The contract, which France had been lobbying hard to win, calls for the diesel-powered vessels to be assembled in India's financial city of Mumbai as part of a technology transfer arrangement.
“According to the agreement, India will build the Scorpene submarines at the state-owned Mazagaon docks in Mumbai under transfer of technology from France,” an Indian defence ministry statement said.
“The first submarine will be ready for induction … within seven years of signing of the contract. The remaining five will be delivered at intervals of one year each thereafter.”
India also signed a separate contract with the French arm of the European MBDA weapons firm to arm the Scorpenes with missiles once the vessels are at sea.
Indian government sources told AFP they would be Exocet missiles which can be tipped with nuclear warheads.
The signing came less than a month after French President Jacques Chirac announced in Paris that India had agreed to buy the six Scorpenes for its navy as well as 43 Airbus passenger aircraft, worth 1.8 billion euros, for state-run Indian Airlines.
The 65-metre (213-foot) long submarines are designed for coastal defence, with modern detection equipment, six torpedo tubes and missile launchers.
They are able to stay at sea for up to 45 days with a crew of 31, and can dive to a depth of 300 metres.
The main contract was signed at the Indian defence ministry by representatives of Mazagaon docks and firms involved in the deal, including Aramis, which is 50 percent owned by French state shipbuilder Direction des Constructions Navales (DCN) and defence and engineering giant Thales.
A total of five agreements were signed including one to ensure “avoidance of all forms of corruption by ensuring free, fair, transparent and unprejudiced dealings prior to, during and subsequent to the currency of the contract.”

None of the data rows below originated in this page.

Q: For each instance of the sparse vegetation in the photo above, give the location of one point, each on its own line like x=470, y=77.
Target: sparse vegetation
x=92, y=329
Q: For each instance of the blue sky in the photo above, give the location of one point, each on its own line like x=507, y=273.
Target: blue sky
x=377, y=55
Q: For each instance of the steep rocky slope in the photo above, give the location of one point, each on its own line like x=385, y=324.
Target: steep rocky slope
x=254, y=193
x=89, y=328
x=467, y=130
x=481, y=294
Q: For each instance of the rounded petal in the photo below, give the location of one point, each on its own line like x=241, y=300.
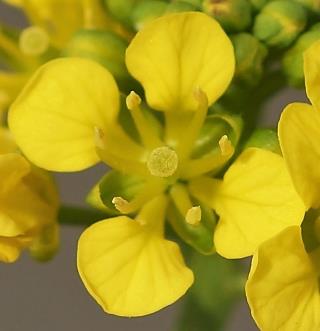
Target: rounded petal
x=129, y=270
x=312, y=73
x=299, y=134
x=54, y=118
x=282, y=288
x=255, y=201
x=176, y=54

Indian naval chief Arun Prakash said the unprecedented transparency clause was essential.
“For the first time an integrity agreement has been included which will now become standard procedure so that there are no doubts or apprehensions in the minds of either the buyer or the seller,” the admiral said.
France's ambassador to India, Dominique Girard, who inked the technology transfer accord, called the deal a “new leap in our relationship” but did not comment on the integrity pact.
A former executive of Thales last month accused the company of organising a centralised slush fund to bribe and corrupt officials to win contracts, in an interview published by the French daily Le Monde.
The company issued a denial of the story, stressing that Michel Josserand, the former head of Thales' engineering and consulting unit, had been sacked for his involvement in “irregularities”.
It also filed a complaint against Le Monde and Josserand for defamation.
Girard told the Hindu newspaper that the slush fund allegations were “unfair”.
France has tighter anti-bribery laws than the framework suggested by the Organisation for Economic Cooperation and Development, Girard told the newspaper in an interview published Thursday.
“Therefore for the newspaper to suggest that the company had a centralised slush fund account was stretching the imagination,” the Hindu quoted him as saying.